La chute des corps
D’abord il se tend, puis il se raidit. Il s’élève avec grâce, tout durcit qu’il est, pour ensuite aller s’ébranler par le choc de la rencontre avec cette surface rigide, dernier rempart avant le gouffre profond s’ouvrant à la promesse d’une extase indélébile.
Il lui faut très peu de temps pour encaisser le choc et s’en remettre. C’est avec force qu’il s’étire à nouveau et reprend son élan.
Voilà, dans un ultime effort, il lance tout un corps au-dessus du gouffre.
Thibault vient de s’envoyer en l’air avec son deltaplane à la force de ses jambes, il a un peu mal aux mollets qui ont donné tout leur potentiel dans cette course à l’adrénaline. Mais maintenant ils peuvent se reposer. Tout l’enjeu se trouve à présent dans les bras et dans la tête. Mains serrées contre le trapèze, le harnais et son parachute lui compactent un peu le buste. Même avec la maîtrise, il ne faut jamais délaisser la sécurité, le corps est précieux et il est primordial de vouloir le protéger. Thibault profite du paysage montagnard pour peut-être la centième fois. Il ne compte plus les heures de vol. Peu importe, ses yeux ne se lassent pas de contempler ce paysage de carte postale.
Petit il aurait voulu battre des bras pour devenir un oiseau, un vrai, mais voyant que son anatomie n’était pas adaptée au vol, il chercha le moyen de prendre les airs dans la plus totale indépendance. Thibault a toujours eu l’esprit conquérant, rien n’a jamais arrêté ses rêves.

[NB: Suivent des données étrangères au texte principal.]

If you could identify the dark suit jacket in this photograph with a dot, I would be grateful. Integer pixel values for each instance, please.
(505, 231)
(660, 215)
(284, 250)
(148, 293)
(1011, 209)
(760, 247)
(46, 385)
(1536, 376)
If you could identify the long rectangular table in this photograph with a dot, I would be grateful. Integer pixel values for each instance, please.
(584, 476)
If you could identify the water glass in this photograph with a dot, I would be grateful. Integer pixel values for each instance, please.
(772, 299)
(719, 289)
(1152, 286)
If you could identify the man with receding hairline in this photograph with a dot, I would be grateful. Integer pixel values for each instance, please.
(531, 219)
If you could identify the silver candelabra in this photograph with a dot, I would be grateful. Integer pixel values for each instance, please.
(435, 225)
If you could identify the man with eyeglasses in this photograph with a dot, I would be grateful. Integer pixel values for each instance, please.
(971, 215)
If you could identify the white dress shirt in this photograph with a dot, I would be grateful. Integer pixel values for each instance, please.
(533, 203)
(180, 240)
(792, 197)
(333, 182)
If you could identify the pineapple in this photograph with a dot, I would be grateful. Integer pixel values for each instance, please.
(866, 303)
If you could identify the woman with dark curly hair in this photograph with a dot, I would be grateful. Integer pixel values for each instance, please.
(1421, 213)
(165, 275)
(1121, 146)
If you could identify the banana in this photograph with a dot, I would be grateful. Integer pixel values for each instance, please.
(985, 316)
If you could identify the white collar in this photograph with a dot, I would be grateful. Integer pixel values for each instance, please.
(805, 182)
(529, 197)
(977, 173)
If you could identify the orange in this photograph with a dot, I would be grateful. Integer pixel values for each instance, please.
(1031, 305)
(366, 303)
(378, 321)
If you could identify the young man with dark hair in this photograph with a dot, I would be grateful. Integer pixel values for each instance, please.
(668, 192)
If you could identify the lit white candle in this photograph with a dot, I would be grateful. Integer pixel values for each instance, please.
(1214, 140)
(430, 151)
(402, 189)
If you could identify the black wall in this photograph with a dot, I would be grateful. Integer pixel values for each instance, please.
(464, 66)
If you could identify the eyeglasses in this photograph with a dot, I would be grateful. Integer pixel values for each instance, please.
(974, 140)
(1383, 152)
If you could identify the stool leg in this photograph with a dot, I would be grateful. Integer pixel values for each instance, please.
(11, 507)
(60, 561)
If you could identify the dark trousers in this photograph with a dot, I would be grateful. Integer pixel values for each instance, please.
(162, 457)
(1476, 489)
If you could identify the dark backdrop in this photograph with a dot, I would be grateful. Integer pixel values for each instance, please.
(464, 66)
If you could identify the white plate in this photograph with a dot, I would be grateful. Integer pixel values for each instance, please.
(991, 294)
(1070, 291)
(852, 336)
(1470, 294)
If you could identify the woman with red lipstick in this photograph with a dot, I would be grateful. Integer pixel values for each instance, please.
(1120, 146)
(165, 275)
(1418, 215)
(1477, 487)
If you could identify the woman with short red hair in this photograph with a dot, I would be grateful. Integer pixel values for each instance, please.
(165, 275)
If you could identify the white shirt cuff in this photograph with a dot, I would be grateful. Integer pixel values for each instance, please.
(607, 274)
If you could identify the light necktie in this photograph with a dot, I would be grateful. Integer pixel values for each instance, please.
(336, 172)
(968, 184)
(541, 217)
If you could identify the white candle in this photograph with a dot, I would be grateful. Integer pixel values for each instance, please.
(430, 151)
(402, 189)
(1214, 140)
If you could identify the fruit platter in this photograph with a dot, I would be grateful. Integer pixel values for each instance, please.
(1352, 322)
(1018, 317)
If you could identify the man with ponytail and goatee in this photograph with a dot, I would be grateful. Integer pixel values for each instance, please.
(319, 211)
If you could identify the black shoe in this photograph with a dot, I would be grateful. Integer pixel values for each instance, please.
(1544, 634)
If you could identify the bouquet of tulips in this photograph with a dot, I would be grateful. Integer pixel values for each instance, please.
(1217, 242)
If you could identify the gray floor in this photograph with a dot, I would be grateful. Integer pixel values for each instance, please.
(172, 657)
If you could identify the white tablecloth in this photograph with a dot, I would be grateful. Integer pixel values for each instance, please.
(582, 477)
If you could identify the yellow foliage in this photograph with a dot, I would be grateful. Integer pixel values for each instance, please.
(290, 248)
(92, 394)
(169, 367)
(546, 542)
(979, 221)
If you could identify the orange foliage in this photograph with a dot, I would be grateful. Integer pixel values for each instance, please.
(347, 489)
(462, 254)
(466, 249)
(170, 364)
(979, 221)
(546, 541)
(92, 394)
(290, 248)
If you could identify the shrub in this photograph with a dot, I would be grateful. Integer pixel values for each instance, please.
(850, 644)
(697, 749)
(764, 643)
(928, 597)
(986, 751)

Tous les jours il a travaillé pour endurcir son corps à l’escalade des hauts pics, il s’est donné du mal pour développer sa musculature.
Maintenant son corps est devenu l’outil permettant l’aboutissement d’un rêve d’enfant.
Perché sur son deltaplane, les oiseaux interloqués se mettent à son niveau et l’observent comme une bête venu d’un monde lointain.
Avec son deltaplane, Thibault se sent vivant ; concentré comme jamais un état de conscience avancé s’ouvre à lui ; Thibault ressent son sang palpiter dans ses veines, les tendons de ses muscles coulisser dans leur gaine, son cœur battre à un rythme calme et posé, le vent glisser comme une amante sous ses vêtements, le soleil embrasser sa peau. C’est l’extase.
Mais il est tard et bientôt il faudra penser à rentrer. L’atterrissage se fait en douceur. La fin d’un voyage et le début d’un autre. Ce soir, son corps va avoir droit à un sommeil réparateur. Chaque jour il devient plus fort, chaque nuit il intègre dans sa chair la précision des mouvements.
Le corps est un fabuleux outil qui permet d’accomplir des miracles, ne le négligeons pas, ne le renions pas.